YarnSpinnerTool / YarnSpinner-Rust

The friendly tool for writing game dialogue in Rust
https://janhohenheim.itch.io/yarnspinner-rust-demo
Apache License 2.0
173 stars 15 forks source link

Yarn files with UTF-8 with BOM encoding cause compiler to panic or return errors #191

Closed JoshLee0915 closed 5 months ago

JoshLee0915 commented 5 months ago

Overview

I am working on a GDExtension for Yarn using the Rust lib since it looks to be more actively maintained and supported then the C++ one in the unreal project. While working on it I was unable to get some files to compile. I tracked it to if the yarn file is encoded with UTF-8 with BOM.

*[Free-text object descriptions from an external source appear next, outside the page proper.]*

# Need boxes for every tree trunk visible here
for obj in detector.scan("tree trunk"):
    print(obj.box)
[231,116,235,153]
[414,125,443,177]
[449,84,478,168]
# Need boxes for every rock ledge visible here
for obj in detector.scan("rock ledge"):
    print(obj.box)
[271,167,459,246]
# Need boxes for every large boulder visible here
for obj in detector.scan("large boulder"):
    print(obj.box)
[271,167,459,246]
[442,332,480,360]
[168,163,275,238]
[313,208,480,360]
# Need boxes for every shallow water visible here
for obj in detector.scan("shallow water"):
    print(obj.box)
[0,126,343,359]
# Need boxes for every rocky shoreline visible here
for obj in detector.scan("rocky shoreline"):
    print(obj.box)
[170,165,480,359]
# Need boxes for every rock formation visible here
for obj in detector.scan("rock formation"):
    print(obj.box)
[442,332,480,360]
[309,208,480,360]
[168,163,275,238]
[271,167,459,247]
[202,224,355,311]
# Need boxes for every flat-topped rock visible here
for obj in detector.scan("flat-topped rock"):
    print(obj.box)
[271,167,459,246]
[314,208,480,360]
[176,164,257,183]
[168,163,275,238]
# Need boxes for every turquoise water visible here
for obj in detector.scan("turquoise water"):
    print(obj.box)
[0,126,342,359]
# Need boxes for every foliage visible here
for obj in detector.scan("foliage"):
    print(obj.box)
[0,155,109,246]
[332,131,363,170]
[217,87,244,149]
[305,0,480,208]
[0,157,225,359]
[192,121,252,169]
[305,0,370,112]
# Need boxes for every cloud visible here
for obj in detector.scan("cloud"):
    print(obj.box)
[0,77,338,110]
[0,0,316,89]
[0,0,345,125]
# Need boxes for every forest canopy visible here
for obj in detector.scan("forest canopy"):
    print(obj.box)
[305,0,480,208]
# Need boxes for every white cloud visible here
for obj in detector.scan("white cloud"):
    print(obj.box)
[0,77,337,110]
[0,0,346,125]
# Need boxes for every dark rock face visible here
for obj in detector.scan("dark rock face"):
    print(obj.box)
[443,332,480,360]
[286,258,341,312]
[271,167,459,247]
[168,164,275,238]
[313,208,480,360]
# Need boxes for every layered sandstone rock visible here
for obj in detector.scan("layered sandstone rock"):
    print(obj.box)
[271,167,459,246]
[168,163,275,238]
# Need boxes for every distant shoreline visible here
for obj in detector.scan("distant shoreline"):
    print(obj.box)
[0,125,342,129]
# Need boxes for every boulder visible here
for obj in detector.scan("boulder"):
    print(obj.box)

If a BOM is present in the file the compile would fail with either a panic: [panic] called 'Option::unwrap()' on a 'None' value or a compile error of Missing title header for node.

I created a branch for the error here with two test yarn files. HellWorld.yarn will throw the compile error if set with UTF-8 with BOM and VNExampleDialogue.yarn throws the panic.

https://github.com/JoshLee0915/YarnSpinner-GDExtension/tree/bug/utf-8-bom-issue

Steps to replicate:

  1. Create a Yarn file with the encoding UTF-8 with BOM
  2. Create a new YarnCompiler and set the following options a. compilation_type: FullCompilation b. library: Library::standard_library()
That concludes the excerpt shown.